Z samego rana Alma Dominguera, Gandalf Łysy oraz Helena Oceaniczna zsynchronizowali zegarki i rozdzielili zadania na ostatniej prostej ... za siedem dni wyruszają w drogę w rejon Makaronezji. Helena - optymalizacja planu dojazdu do Berlina, Gandalf Łysy - wyczarowanie ekonomicznego pędzidełka na wyspie, Alma - wybór kultowego miejsca na drzemkę w Lizbonie (choć kusi ją bardzo, by czasu na spanie nie marnować. Włóczęży tryb myślenia włącza się w jej duszy na samo wspomnienie Alfamy i przylądka Św. Rocha.)

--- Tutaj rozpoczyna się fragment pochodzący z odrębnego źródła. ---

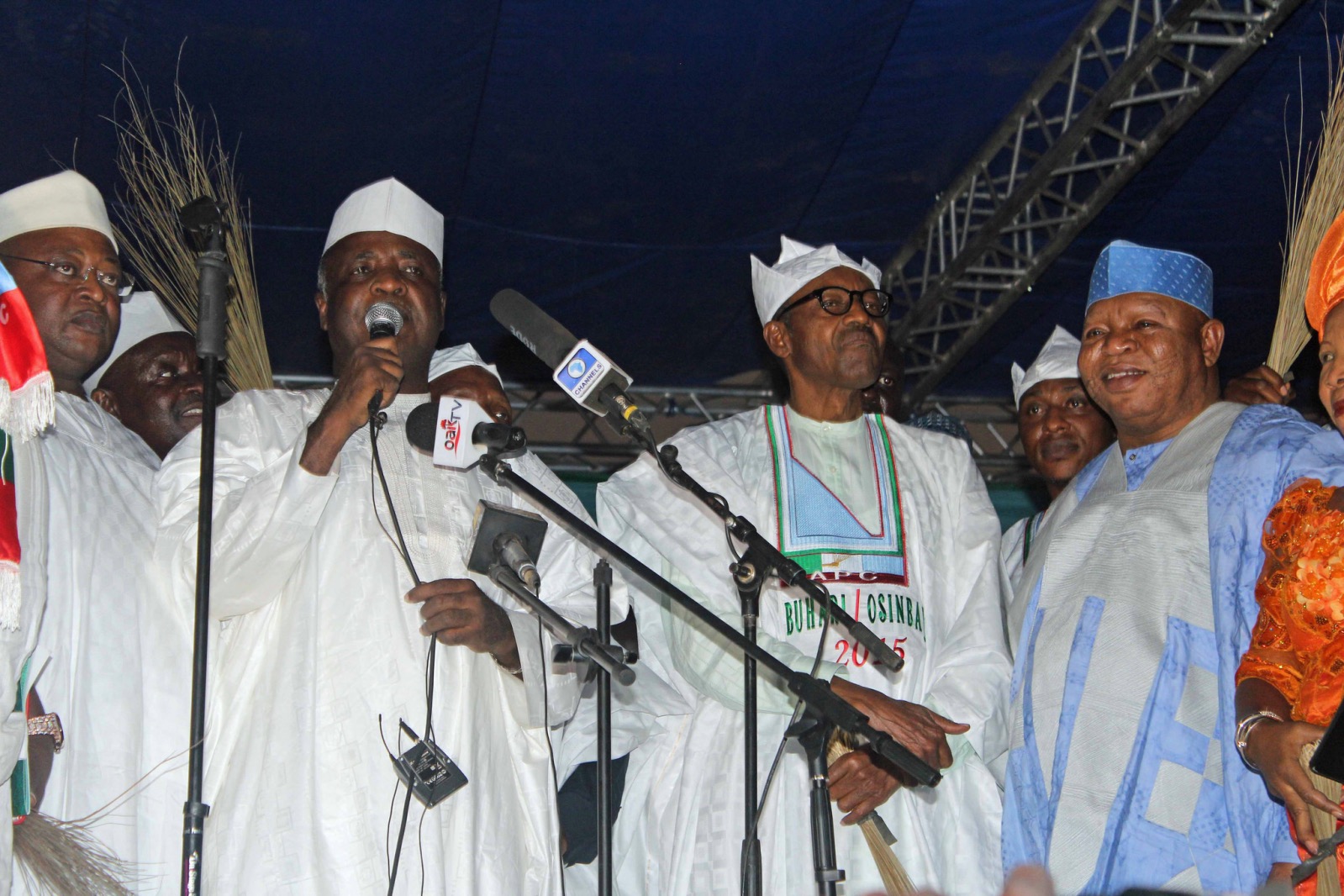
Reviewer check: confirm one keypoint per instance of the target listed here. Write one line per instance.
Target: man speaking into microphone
(324, 635)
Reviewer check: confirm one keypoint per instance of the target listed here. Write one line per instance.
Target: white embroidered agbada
(119, 672)
(680, 826)
(318, 642)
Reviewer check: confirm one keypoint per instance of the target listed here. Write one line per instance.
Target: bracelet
(49, 725)
(1243, 732)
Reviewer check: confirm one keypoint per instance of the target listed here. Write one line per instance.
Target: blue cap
(1126, 267)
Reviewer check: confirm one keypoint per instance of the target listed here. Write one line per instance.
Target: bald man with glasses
(112, 653)
(897, 524)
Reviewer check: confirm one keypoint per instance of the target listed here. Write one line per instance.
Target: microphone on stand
(509, 536)
(585, 374)
(460, 431)
(382, 320)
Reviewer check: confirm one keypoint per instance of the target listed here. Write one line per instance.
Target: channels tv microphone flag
(585, 374)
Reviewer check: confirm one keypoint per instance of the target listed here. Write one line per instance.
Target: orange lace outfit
(1296, 645)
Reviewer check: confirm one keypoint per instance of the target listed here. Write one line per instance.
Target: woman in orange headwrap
(1292, 678)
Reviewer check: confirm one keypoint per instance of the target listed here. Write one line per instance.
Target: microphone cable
(377, 419)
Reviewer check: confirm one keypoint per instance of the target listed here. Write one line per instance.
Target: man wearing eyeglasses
(898, 525)
(112, 653)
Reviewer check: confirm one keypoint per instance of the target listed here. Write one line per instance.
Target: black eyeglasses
(120, 284)
(837, 300)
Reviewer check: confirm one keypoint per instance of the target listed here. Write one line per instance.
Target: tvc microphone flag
(27, 406)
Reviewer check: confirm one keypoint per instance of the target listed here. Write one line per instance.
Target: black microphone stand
(749, 579)
(603, 588)
(203, 219)
(578, 642)
(824, 707)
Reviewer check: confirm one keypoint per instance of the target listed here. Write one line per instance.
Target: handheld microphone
(578, 368)
(383, 320)
(509, 536)
(459, 431)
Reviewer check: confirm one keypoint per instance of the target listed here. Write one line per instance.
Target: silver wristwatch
(1243, 731)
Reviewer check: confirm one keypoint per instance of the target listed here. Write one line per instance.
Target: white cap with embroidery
(388, 206)
(798, 264)
(143, 314)
(1058, 361)
(66, 199)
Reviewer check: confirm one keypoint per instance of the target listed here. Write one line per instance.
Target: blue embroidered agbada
(1183, 810)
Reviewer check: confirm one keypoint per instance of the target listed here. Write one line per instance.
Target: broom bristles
(894, 878)
(60, 859)
(166, 164)
(1314, 183)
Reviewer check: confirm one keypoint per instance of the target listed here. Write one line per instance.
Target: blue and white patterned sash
(816, 528)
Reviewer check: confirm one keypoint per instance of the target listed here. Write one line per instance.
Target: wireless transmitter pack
(428, 772)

W obliczu piętrzących się niczym fale na Atlantyku wyzwań, Alma postanowiła uciec
się do jedynego słusznego rozwiązania. Rzecz tyczy się wakacyjnego zakwaterowania Pepe w pensjonacie Pod Aniołem. Otóż okazuje się, że w tym samym czasie na pensję wprowadza się odłowiona z piwnicy Tajemnicza Czarnula, która za sprawą adopcji zamieszka tam na stałe.
Almie pozostaje tylko ufać w prawo przyciągania. Zamiast się martwić śle w eter
pozytywne myśli: Czarny Pies zaprzyjaźni się z Czarną Kotką...Czarna
(nieco dzika) Kotka nie będzie go atakowała.
Almie poczucie odpowiedzialności pozostanie w granicach zdrowego rozsądku oraz Doliny Cieni.